それは気持ち次第
クリスマス商戦をどうにか乗り切り、今月の売上は前年比をゆうに越えた。臨時ボーナスが出るかもしれないという噂を嬉しく思いながらも、今度は年末年始の仕事に終われる。

「お疲れ様」

街の雰囲気はクリスマス一色の今夜。
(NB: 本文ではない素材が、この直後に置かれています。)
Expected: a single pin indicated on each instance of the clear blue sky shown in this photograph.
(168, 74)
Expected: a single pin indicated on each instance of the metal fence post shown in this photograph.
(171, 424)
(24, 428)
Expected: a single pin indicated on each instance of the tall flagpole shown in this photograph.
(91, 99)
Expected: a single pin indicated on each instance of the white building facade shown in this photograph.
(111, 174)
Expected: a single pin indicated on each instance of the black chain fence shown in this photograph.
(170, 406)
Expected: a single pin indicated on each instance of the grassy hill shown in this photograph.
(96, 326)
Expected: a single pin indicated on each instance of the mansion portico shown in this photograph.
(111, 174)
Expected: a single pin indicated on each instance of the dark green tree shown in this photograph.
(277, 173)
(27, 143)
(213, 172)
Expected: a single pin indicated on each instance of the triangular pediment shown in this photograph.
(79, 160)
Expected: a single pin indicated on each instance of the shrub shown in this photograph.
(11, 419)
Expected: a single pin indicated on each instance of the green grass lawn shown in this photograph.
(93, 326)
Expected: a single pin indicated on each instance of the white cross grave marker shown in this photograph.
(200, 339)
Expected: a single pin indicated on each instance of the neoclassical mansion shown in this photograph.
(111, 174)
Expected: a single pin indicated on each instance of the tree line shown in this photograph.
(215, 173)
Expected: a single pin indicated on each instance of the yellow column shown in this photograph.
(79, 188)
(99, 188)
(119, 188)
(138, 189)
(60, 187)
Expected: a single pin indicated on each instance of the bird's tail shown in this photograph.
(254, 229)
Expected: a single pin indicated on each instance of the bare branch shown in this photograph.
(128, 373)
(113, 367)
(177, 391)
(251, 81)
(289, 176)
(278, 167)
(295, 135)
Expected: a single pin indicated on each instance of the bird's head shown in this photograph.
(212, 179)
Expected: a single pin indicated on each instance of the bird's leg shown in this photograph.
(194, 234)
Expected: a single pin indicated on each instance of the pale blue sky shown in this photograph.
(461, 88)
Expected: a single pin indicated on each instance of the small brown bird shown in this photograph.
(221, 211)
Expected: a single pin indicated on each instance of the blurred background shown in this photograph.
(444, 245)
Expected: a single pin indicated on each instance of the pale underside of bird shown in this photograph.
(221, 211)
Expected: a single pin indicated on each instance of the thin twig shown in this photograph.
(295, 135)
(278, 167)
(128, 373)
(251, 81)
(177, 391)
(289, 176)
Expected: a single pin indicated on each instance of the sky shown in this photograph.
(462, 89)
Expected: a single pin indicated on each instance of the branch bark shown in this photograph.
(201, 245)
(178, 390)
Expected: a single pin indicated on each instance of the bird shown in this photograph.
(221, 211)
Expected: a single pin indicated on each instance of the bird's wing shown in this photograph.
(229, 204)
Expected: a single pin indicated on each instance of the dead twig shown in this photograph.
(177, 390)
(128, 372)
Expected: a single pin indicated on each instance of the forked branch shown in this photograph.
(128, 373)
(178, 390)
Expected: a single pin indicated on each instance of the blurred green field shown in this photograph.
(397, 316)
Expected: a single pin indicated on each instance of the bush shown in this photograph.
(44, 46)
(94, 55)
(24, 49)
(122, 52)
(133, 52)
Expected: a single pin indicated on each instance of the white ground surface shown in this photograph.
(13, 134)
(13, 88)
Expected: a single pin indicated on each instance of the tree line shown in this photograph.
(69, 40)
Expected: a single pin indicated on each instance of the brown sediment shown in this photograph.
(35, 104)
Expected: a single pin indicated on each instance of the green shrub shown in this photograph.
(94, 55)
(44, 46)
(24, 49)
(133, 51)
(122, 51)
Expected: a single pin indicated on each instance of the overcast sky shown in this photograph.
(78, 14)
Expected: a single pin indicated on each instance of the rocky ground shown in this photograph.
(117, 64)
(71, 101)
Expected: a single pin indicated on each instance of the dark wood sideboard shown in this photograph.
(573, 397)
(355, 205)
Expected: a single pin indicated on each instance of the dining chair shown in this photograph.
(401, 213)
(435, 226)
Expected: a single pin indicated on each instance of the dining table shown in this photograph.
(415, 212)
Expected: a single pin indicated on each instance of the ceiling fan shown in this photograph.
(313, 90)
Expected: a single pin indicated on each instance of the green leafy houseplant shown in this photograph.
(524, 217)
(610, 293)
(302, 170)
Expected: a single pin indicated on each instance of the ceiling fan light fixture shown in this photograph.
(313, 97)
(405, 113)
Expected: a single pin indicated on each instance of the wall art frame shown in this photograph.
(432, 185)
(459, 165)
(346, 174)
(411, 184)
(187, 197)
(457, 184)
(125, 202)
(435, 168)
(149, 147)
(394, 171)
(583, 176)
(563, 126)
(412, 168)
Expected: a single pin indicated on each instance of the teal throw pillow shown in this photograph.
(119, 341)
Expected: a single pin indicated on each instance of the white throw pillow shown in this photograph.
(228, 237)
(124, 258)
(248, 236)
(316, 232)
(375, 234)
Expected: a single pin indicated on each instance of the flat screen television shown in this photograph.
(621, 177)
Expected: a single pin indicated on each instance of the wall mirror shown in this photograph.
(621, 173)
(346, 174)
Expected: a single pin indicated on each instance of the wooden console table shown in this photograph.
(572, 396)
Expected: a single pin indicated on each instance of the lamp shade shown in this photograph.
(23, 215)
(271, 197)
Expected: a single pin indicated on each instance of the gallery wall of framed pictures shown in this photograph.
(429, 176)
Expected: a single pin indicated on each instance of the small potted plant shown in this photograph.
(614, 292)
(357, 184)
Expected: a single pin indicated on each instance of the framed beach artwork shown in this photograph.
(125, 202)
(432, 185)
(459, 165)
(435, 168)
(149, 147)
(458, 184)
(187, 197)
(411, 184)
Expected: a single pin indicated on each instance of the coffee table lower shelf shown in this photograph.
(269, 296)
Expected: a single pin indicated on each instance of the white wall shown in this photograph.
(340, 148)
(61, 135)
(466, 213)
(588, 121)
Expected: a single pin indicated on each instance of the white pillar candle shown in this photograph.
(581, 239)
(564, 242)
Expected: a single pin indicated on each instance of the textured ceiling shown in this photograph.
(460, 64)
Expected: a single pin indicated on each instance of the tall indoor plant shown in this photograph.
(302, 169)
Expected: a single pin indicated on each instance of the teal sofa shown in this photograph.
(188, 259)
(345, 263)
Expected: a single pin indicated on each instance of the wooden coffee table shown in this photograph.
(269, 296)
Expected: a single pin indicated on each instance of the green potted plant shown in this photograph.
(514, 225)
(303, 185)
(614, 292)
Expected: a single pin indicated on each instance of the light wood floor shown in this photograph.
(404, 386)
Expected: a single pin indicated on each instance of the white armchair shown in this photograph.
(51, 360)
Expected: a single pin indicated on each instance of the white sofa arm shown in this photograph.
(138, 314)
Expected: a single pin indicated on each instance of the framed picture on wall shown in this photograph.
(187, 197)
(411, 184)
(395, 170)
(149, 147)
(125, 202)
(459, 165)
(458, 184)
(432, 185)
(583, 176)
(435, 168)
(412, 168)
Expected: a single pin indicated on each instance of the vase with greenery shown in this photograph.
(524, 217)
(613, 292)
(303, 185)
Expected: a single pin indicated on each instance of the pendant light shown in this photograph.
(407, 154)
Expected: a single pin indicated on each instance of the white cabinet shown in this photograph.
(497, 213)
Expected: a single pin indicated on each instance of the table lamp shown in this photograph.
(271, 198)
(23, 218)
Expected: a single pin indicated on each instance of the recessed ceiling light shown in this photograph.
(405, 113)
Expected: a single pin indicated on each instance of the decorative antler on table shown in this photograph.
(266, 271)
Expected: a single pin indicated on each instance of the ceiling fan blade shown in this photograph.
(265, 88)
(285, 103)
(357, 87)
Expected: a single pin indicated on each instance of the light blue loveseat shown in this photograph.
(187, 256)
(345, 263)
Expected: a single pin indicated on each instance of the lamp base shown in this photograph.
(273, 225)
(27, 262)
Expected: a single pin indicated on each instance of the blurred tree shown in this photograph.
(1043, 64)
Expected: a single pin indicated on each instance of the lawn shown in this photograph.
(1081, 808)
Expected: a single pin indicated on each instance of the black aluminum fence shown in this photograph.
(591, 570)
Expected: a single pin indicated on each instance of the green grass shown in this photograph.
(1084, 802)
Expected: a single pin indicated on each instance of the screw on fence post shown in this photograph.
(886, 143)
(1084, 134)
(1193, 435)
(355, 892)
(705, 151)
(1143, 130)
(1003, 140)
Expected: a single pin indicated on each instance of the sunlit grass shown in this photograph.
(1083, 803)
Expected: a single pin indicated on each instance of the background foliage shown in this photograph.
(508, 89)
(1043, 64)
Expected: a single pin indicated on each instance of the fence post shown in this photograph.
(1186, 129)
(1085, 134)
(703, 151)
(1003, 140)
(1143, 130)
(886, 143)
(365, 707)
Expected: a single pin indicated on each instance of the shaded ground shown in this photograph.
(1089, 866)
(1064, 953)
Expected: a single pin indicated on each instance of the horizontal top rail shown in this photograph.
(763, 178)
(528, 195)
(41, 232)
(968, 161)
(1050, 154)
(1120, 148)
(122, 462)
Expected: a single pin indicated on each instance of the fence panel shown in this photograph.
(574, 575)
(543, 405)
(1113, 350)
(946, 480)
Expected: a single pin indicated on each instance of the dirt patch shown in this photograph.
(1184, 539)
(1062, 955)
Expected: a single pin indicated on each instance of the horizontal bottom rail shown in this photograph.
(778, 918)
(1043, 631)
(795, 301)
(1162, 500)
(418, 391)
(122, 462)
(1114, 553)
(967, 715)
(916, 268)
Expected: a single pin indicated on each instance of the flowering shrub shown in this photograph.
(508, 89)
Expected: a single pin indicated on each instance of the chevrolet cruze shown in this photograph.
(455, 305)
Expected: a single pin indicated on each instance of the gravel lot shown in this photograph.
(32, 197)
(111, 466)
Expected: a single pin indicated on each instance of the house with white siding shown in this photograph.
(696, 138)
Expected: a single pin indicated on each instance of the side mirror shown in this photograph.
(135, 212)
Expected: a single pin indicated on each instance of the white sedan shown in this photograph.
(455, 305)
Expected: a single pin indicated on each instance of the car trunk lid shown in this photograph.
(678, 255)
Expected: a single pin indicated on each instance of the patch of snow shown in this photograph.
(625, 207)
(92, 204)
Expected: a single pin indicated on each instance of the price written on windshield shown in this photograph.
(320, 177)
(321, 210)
まだイヴだというに、世間のカップルはどうやら今夜が本番だと思っているようだ。

昼に外に出たときも寄り添って歩くカップルを多数目撃したが、夜になれば更にだろう。

「小野田君、今夜、予定ある?」

もしかしたら例の彼女と復縁しているかもしれないので、一応訊いてみるが、小野田君はがら空きです、といつもの無表情で答える。

そうか、がら空きか。

何故か寂しくなるような言い方をされた。

「じゃあさ、あそこのツリーの前で待ってるから、来て」

私が普段はしないような笑顔を作って言うと、小野田君は目をぱちくりとした。

「え?」

「待ち合わせ」

「一緒に出るんじゃ駄目なんですか?」

「それじゃ意味ないんだよ」

私はそれだけ言って、じゃ、とオフィスを後にした。

これからしようとしていることが意味があるかどうかはわからない。しかも、多分意味はない。けど、少しでも、と思っただけ。